Breakfast was executed well. The Publican Benedict (the aforementioned take on red wine poached eggs) came with a lightly dressed arugula salad and a huge mound of La Quercia prosciutto. If they're not using Publican Quality Bread, they're using a darn good substitute, because the sourdough toast was perfect. The classic "butcher's breakfast" with fried eggs, toast and breakfast potatoes was exactly as it should be, and the signature Publican bacon, made with Burton's maple syrup, was about the best bacon I'd had this year. At O'Hare—who would have thought?

On to the downsides, for there are some. The prices aren't low, as you might hope at an airport restaurant. My butcher's breakfast, which despite all my gushing was really a bacon, egg, potato and toast platter, came in $17, while the Benedict was $14 - not crazy for a high-end brunch, but definitely on the high side. The service was a complete and utter mess, which is the part I attribute to One Off not running the whole show, but I'm going to tentatively forgive that because the restaurant had only been open for about three days when I visited. If it's still a mess in a month when I return, they're just being sloppy.

The real elephant in the room is this question: Would I rather eat at Publican Tavern or Tortas Frontera?
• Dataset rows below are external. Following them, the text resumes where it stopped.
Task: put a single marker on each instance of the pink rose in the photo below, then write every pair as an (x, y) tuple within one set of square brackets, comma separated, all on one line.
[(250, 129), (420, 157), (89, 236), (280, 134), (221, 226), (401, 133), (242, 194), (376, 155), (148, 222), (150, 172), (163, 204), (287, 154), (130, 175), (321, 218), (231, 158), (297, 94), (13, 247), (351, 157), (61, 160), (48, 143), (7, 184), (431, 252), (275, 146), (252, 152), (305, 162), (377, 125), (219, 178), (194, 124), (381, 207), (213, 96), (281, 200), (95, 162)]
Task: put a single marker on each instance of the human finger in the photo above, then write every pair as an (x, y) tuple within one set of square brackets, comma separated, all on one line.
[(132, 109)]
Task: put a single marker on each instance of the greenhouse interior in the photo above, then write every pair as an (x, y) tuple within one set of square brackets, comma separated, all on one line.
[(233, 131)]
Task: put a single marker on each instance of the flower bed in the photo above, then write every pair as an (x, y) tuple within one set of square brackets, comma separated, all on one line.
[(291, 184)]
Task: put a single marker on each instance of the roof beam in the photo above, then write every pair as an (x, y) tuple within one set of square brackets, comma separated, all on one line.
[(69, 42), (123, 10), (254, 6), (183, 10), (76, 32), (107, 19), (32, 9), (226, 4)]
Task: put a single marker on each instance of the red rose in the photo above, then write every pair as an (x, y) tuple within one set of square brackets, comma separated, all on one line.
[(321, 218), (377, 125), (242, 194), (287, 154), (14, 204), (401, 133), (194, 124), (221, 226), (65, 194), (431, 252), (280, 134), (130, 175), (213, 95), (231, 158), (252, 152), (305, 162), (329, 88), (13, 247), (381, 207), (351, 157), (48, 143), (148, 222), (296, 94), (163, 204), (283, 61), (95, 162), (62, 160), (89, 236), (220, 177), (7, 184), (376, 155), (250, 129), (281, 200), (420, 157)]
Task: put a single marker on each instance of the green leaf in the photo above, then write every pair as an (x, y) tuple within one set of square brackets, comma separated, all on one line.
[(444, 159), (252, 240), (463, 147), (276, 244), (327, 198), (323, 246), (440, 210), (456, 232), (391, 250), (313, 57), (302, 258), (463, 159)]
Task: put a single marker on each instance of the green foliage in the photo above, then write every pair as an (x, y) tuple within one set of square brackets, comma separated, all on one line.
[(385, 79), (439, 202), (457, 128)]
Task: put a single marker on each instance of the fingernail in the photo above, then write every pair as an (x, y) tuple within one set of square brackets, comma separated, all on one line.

Tortas Frontera is so awesome that saying that it's now a toss up between the two is a compliment to Publican Tavern, but if I have the time to actually sit and eat a civilized meal, Publican Tavern will probably get my nod. The seating area is better, the coffee service is wonderful, and there are no mall-style beepers involved.

But competition is good, and if Publican Tavern causes Frontera to up their game (or another high-end group to capitalize on the opportunities at O'Hare) so much the better. In the meantime, I'll have another round of bacon.